Beyond the morbidity–mortality paradox, results from our study have two broader implications. First, because our study points to the health-based selection as the primary mechanism behind the immigrant morbidity–mortality paradox, it also suggests that the health and mortality advantages observed among them will likely diminish in the second generation. Unlike their parents, children of foreign-born parents likely grow up in environments that endorse different and potentially unfavorable health behaviors, facilitate weaker family and community support, and subject them to lifelong social discrimination (Eschbach et al. 2007; Rodríguez et al. 2008). All these environmental factors are likely to weaken the health endowment of the second generation, which could shape their lifetime health and mortality trajectories.

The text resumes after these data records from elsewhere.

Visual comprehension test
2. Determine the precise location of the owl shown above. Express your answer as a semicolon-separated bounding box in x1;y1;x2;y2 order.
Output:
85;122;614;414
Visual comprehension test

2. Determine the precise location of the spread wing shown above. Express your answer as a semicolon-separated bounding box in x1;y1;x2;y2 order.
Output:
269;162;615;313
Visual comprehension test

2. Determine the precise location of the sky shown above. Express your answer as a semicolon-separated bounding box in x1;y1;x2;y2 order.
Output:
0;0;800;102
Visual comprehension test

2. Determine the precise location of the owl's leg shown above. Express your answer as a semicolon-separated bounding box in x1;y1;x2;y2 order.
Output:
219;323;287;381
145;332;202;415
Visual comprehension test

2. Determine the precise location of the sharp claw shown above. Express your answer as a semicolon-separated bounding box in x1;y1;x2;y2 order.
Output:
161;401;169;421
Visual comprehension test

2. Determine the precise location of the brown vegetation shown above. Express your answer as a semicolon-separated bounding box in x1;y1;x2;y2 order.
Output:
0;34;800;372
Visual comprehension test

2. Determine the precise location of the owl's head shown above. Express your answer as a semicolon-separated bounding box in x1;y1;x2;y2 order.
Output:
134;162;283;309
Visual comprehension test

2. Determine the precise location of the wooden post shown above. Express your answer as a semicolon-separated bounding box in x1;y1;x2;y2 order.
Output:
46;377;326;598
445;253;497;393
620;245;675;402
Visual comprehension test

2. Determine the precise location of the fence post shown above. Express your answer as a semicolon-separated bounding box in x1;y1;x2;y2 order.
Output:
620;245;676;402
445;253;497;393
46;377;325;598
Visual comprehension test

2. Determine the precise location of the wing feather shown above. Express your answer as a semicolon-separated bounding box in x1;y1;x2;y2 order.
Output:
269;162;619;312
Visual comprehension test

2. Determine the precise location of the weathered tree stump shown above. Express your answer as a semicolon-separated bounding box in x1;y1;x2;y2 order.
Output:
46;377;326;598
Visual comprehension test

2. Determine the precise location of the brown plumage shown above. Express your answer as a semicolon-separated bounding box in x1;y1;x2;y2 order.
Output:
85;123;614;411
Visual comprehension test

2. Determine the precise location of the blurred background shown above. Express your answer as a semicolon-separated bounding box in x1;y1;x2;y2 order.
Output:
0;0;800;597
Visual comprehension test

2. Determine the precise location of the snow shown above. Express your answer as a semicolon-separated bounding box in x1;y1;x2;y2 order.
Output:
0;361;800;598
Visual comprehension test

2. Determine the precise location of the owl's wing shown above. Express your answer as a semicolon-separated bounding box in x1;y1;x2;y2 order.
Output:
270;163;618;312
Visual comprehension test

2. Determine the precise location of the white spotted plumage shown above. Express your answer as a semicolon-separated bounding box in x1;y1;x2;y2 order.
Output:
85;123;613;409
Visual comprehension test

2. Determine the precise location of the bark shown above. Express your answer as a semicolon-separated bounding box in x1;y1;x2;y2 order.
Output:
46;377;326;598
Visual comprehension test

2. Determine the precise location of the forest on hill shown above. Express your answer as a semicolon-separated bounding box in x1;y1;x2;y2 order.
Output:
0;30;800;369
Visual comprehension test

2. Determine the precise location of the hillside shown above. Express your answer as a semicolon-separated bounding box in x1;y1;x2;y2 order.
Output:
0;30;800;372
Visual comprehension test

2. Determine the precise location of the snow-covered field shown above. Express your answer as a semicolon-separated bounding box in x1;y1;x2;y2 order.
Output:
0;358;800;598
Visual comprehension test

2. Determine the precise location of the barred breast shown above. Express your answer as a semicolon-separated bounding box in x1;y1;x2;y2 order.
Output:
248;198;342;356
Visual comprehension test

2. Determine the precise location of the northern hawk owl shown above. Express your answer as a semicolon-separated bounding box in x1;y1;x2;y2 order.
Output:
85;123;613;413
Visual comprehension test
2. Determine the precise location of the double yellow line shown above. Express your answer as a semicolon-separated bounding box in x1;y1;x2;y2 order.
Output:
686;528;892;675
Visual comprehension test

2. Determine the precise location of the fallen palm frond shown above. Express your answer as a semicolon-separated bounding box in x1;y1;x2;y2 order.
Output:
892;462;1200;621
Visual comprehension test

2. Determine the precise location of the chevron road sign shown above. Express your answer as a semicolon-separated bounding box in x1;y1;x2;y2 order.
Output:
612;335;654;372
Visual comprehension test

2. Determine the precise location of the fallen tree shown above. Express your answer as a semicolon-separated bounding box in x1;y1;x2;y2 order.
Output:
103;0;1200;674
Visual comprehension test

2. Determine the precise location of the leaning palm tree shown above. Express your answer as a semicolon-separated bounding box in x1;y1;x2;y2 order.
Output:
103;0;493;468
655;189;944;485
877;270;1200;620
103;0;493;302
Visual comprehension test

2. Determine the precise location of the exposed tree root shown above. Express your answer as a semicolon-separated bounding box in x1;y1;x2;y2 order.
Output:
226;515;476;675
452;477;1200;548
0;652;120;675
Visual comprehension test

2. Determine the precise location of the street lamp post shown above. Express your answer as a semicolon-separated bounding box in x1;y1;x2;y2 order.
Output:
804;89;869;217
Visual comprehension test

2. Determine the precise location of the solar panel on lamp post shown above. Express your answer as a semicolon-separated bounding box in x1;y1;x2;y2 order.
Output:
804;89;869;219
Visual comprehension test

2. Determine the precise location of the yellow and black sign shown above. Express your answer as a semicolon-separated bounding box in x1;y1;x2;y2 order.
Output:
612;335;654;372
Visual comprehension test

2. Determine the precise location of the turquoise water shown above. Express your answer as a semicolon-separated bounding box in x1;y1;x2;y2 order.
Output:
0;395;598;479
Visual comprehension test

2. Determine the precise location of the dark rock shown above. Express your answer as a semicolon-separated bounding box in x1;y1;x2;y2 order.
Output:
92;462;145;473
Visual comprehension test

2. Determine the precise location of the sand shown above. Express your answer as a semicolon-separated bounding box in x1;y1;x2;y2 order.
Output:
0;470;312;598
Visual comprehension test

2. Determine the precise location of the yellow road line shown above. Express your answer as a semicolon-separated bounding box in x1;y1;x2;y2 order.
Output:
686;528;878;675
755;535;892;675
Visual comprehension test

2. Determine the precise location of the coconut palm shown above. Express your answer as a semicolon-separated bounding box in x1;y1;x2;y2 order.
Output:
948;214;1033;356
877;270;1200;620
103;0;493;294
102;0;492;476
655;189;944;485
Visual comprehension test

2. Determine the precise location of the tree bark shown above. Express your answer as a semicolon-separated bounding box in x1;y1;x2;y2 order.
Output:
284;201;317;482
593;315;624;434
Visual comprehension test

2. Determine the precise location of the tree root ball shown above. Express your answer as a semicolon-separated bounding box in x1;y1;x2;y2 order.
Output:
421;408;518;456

Second, our finding of first-generation immigrants’ high likelihood of developing mental illness and diabetes at older ages deserves special attention from researchers and policymakers. Although some research has recognized immigrants’ enhanced risk of diabetes (Crimmins et al. 2004), the literature tends to assume that immigrants have better psychological well-being than natives owing to their stronger family and social support (except for Boen and Hummer 2019). Our study shows that the rising prevalence of mental illness among immigrants accounts for 39.9% and 55.5% of their decreasing advantages in functional and activity limitations, respectively, with age. The critical role of mental illness in immigrants’ aging process implies that prioritizing treatments of immigrants’ mental health issues is a crucial step in improving their old-age well-being.

Acknowledgments

An early version of this article was presented at the Office of Population Research at Princeton University, the Research Hub of Population Studies at the University of Hong Kong, and the Department of Sociology at Case Western Reserve University. We thank Dale Dannefer, Eric Fong, Noreen Goldman, Tod Hamilton, Arun Hendi, Robert Hummer, Jessica Kelley, Sanyu Mojola, Rebecca Schut, Haoming Song, Ming Wen, and Yu Xie for useful comments and suggestions. This publication was supported by grants P2CHD058484 and P2CHD041022, funded by the National Institutes of Health. The article's contents are solely the authors’ responsibility and do not necessarily represent the official views of the National Institutes of Health or the Department of Health and Human Services.

Notes

1

Although some researchers contend that return migrants are not negatively selected in terms of health (Diaz et al. 2016; Sheftel 2024), we consider the possibility of a negative selection in our analysis because such a selection pattern would widen the mortality gap by nativity and because it has long been proposed in the literature on immigrant health.

2

We used data since 2002 because one of the key chronic conditions, arthritis/rheumatism, was not consistently measured before 2002. These data are available at https://nhis.ipums.org/nhis/.

3

That is, 15,143 respondents are without eligible National Death Index linkage.

4

Because our data come from the aggregation of repeated cross-sectional surveys, those within the same age range at the survey time might come from different birth cohorts. Thus, the different age groups observed in the analysis can vary in the birth cohort composition.

5

We conducted an additional analysis by limiting the mortality period to 10 years, and the findings remained qualitatively the same.

6

Figure 5 also shows that the mortality impact of musculoskeletal conditions offsets immigrants’ widening mortality advantage with age. However, this finding does not mean that immigrants become more likely to die from these conditions with age, given that musculoskeletal conditions are generally negatively associated with mortality risk (Figure 4). Rather, immigrants’ mortality advantage attributable to musculoskeletal conditions decreases with age.

7

In total, 2,796 foreign-born and 10,238 native-born survey respondents are without eligible death records. The sum of these two numbers is smaller than 15,143, the number listed in footnote 3, because it excludes respondents with missing data on any covariates.

8

We compared each immigrant with immigrants of the same age, birth cohort, sex, and ethnoracial identity to determine whether they are taller than average.